I'm totally mystified as to how someone who agrees with obummer could own firearms and not be ashamed of themselves, but maybe it's just a case of cognizant dissonance. Nothing about the left's "thinking" processes really surprises me, it used to. But lately I've come to expect several outrages per day But how you take two and two and make three somehow is mystifying, I mean, the actual process. But maybe it's caused by chaos of the mind?
 
Originally Posted by el gringo loco
I feel sorry for you if Sarah, Rush and Glenn are your heroes. There are plenty of intelligent, coherent, thoughtful conservatives to look up to without having to settle for those moronic nutballs.
Care to share who you have in mind here??

Granted, most of them are dead or have been pushed out of the mainstream Republican party.

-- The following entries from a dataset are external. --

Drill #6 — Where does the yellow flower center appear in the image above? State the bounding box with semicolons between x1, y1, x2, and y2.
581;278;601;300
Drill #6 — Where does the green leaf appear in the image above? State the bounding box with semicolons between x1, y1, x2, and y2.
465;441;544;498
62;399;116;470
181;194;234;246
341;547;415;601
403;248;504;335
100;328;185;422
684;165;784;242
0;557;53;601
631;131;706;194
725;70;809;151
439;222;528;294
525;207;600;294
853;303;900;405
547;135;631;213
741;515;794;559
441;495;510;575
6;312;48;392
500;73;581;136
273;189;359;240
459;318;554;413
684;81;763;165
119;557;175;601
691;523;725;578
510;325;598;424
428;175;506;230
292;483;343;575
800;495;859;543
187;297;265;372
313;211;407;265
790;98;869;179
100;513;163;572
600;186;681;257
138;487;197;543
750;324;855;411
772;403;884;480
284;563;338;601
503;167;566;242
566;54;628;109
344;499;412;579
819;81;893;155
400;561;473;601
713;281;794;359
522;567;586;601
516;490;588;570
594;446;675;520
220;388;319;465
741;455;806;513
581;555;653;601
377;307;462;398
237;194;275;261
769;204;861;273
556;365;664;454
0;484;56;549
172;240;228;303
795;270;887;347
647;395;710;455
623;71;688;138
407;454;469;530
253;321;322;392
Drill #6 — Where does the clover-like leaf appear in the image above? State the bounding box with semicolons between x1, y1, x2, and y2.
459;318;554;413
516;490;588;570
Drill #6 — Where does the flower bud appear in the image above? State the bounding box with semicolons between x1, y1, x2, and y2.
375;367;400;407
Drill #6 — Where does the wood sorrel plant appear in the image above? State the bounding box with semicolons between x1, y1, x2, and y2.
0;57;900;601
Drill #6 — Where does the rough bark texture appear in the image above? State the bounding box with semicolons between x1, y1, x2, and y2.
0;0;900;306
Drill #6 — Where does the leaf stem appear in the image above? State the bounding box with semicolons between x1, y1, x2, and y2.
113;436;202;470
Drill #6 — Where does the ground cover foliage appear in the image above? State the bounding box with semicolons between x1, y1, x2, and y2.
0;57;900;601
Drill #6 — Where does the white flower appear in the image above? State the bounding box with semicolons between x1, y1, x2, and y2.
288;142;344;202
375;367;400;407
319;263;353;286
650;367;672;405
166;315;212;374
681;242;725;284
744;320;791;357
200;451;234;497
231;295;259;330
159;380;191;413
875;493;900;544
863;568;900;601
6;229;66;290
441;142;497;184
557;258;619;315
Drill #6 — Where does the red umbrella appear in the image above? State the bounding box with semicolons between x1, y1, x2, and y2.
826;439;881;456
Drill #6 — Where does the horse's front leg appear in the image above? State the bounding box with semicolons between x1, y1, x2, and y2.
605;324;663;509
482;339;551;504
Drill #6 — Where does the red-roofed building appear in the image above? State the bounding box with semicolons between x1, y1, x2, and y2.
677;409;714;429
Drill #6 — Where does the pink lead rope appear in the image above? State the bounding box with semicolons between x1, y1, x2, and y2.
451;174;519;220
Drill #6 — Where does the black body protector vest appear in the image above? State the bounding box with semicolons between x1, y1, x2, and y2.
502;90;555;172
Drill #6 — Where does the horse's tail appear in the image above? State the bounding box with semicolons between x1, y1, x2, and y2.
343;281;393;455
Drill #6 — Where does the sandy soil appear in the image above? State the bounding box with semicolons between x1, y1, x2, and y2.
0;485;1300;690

While I don't agree with most of them, I have to say that these folks make (or made) cogent arguments often using abstract concepts--concepts foreign to the likes of Glenn Beck--like "logic" or "facts" to support their beliefs.

Not all inclusive, but people that I, as a pro-labor pseudo-lefty, feel are (were) at least intellectually honest:
-Barry Goldwater
-William F. Buckley (Sr. and Jr.)
-Ron Paul (a little wacky, but there is a logic to a lot of what he says)
-Michael Medved
-Alex Castellanos
-John Stossel
-James Baker
-Dinesh D'Souza
-George Will

Even Lars Larson is more intellectually honest and willing to support his arguments with facts than Palin, Limbaugh or Beck.